NHKの「ファミリーストーリー」という番組は、連続してやっているものなのでしょうか? いい番組ですねぇ。僕が見たのは、浅野忠信さんの巻。

こういう言い方をすると本人には失礼ですが、「ミニシアター映画のご常連」。僕は、結果としてミニシアターで上映されるようなテイストの映画を見ることが多いので、なじみです。

引き算の個性。目立たないところが、かえって、「彼はどこにいるの?」と、気にさせる。



番組は、浅野忠信さんの祖父・祖母の物語。朝鮮戦争の時代、日本人と結婚したアメリカ兵は、日本で一人の娘に恵まれる。それが、忠信さんのお母さん。

ところが彼はアメリカに帰還し、新しい家庭を作る。どのような思いで、彼は日々を過ごしていたのでしょう。

「実は、日本には自分の妻と娘がいるんだ」と、言える相手が一人もいない人生。「ため息つけば、それですむ」境涯を想像してほしい。 遺品の財布の中から見つかった、幼い娘のボロボロの写真。

あぁ。日本だけでなく、アメリカの州にも「無縁坂」はあるんですねぇ。



感銘を強く受けたのは、先日見た「コーラスライン」の影響です。
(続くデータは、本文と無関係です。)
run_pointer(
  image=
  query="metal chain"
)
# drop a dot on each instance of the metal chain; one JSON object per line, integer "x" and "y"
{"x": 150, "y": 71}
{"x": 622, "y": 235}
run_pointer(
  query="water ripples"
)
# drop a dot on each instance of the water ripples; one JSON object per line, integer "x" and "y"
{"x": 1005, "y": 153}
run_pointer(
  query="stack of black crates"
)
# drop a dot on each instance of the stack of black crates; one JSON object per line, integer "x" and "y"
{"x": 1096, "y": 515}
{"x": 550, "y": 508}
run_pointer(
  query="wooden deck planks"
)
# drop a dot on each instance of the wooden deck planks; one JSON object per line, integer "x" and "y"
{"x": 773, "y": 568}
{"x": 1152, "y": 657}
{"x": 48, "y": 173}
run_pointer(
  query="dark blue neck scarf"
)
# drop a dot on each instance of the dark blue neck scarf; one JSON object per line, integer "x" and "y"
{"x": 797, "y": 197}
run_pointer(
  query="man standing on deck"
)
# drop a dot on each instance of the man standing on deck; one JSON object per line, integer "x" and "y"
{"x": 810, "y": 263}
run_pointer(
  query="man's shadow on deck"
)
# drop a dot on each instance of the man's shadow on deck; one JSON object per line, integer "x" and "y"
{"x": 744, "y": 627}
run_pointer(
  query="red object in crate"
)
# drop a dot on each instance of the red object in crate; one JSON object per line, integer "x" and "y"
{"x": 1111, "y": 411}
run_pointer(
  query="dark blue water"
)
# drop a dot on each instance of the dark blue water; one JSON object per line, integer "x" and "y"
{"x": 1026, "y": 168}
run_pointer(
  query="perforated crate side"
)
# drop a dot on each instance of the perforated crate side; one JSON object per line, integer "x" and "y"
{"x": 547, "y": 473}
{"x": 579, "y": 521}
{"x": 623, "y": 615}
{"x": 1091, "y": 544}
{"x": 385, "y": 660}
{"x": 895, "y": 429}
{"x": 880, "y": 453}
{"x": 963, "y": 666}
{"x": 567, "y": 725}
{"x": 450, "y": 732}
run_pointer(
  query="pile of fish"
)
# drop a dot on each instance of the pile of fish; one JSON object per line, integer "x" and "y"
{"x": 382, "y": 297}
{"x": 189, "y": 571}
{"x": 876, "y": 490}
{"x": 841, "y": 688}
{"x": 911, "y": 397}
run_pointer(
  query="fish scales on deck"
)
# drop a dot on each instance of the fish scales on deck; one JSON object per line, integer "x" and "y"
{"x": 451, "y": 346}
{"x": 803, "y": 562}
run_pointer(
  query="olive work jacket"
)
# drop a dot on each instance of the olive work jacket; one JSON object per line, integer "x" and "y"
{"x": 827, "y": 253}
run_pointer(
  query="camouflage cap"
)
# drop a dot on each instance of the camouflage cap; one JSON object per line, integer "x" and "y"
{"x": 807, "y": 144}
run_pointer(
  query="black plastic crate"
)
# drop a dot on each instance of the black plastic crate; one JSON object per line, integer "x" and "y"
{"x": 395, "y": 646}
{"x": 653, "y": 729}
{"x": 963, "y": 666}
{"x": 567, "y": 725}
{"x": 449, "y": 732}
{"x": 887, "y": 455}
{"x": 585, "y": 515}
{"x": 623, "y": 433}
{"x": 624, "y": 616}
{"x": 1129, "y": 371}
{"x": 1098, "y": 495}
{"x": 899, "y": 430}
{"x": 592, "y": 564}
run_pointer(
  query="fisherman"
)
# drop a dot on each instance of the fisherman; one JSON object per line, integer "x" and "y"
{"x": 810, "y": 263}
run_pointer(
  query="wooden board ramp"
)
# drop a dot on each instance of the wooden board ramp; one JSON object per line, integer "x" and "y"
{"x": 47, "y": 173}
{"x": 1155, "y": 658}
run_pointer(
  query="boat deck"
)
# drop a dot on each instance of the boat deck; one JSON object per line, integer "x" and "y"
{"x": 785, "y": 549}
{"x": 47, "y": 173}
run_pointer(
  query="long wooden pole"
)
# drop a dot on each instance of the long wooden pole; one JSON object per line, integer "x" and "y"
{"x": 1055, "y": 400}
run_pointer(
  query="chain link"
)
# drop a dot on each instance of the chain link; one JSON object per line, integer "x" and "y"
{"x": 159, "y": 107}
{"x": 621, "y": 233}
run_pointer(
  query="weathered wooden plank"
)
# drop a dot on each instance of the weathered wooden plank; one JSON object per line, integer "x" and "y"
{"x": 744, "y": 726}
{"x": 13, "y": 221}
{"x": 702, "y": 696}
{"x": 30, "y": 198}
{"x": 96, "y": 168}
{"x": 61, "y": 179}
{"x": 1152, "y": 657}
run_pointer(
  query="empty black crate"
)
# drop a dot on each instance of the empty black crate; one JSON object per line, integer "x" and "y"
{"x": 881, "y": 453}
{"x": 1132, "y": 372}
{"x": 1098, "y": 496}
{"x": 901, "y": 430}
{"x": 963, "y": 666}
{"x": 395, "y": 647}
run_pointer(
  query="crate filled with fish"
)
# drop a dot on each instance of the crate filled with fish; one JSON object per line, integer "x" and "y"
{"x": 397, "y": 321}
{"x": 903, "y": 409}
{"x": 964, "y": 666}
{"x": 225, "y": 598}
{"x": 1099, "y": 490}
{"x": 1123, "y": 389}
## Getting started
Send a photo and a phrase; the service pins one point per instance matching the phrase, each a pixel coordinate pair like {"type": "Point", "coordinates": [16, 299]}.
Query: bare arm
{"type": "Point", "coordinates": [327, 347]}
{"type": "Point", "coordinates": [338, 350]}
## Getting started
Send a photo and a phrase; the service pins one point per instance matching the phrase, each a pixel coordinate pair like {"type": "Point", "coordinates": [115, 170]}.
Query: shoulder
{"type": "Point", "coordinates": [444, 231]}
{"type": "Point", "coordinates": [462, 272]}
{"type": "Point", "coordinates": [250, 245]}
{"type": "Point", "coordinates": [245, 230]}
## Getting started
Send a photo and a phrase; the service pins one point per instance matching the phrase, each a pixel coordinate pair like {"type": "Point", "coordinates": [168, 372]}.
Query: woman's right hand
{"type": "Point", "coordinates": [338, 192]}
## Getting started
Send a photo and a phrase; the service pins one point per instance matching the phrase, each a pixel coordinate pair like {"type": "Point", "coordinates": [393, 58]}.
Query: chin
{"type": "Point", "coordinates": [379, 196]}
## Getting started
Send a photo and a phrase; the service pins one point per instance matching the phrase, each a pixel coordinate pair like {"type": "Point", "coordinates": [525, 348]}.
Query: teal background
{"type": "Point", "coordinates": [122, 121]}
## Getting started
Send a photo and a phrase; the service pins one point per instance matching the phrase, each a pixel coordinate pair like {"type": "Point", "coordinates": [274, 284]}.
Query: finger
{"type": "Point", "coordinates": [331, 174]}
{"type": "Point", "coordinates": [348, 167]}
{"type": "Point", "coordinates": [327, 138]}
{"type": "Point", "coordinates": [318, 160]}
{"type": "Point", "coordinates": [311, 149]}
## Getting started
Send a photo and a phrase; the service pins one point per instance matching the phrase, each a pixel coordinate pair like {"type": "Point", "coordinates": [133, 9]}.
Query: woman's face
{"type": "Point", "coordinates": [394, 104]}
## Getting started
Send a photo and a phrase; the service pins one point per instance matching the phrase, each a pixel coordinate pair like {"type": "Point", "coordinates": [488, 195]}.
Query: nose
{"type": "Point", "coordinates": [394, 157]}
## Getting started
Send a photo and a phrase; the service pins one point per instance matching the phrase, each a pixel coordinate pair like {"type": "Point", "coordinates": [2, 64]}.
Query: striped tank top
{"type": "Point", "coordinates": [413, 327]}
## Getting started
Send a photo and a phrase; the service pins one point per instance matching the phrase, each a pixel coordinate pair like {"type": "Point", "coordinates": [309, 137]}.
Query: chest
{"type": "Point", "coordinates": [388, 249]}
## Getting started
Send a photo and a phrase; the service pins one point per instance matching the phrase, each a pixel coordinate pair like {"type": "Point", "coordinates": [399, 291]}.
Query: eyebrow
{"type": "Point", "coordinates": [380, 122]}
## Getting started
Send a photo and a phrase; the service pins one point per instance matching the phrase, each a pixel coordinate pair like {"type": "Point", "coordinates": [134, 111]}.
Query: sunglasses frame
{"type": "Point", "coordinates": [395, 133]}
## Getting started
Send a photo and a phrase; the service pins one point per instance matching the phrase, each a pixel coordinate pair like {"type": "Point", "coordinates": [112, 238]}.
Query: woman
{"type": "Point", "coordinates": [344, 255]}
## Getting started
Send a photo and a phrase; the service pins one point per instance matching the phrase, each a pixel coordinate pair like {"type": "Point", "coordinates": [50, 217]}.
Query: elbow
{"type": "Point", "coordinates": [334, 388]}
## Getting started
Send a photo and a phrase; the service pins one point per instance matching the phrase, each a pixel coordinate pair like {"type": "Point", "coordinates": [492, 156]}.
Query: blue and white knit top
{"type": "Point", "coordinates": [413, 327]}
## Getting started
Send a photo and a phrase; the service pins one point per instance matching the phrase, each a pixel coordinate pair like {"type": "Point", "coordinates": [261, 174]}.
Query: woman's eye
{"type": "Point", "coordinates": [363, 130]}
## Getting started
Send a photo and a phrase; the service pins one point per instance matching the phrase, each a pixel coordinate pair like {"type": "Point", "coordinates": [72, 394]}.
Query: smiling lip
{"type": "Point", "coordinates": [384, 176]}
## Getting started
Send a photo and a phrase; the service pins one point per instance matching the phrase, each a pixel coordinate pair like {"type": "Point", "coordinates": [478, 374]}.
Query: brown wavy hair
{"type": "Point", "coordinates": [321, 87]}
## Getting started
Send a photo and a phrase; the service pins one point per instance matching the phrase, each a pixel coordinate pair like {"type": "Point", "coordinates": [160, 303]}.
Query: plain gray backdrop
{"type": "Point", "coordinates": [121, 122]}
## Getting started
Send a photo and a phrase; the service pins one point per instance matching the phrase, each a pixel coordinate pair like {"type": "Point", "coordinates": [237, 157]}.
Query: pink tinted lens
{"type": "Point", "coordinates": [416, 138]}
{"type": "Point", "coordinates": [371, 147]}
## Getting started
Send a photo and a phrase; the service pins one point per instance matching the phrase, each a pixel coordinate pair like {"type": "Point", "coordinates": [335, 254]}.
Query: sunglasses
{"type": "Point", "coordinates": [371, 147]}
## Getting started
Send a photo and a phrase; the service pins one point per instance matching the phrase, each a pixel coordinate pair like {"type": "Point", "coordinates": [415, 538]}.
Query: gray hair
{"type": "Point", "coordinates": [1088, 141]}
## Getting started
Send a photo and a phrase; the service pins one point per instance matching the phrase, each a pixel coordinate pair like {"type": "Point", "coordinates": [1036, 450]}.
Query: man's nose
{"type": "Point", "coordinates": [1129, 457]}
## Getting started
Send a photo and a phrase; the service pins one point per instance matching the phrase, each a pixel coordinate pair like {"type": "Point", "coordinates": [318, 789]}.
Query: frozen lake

前回、渋谷Bunkamuraでの衝撃を再び。

今回は、ちょっと冷静に見ることができて「これは、家族の物語なのでは?」と感じていたのです。

オーディションを受ける若者達の、家族の物語。

振り付けのディレクターが、個性を知ろうと、一人一人に自己紹介を促す。これが、観客の琴線に触れる。

落ち目、田舎者、ゲイ、能力より見た目、失業・・・・。

幸せだったのは、小学校まで。中学、高校時代を迎えると、世の中がわかってきて、初めて葛藤に出会う。いたいけな年齢なのに。

「父は、しょうがなく母と結婚してあげたんだ」とか。「家には帰って来た。でも存在していなかった」とか。家庭の中にある、世の中。世の中に船出する若者を、「息子をよろしく」としか言えない家庭。

だから、フィナーレのoneの意味は深い。oneは、いろいろな意味にとれます。

僕の望みは、2倍の長さがほしいこと。もっと、浸っていたい。



★それでは「音だっち」ツネツネから。朝夜聴きます。

・本日のおすすめ、KT Tunstallです。朝聴くと、元気になれる曲。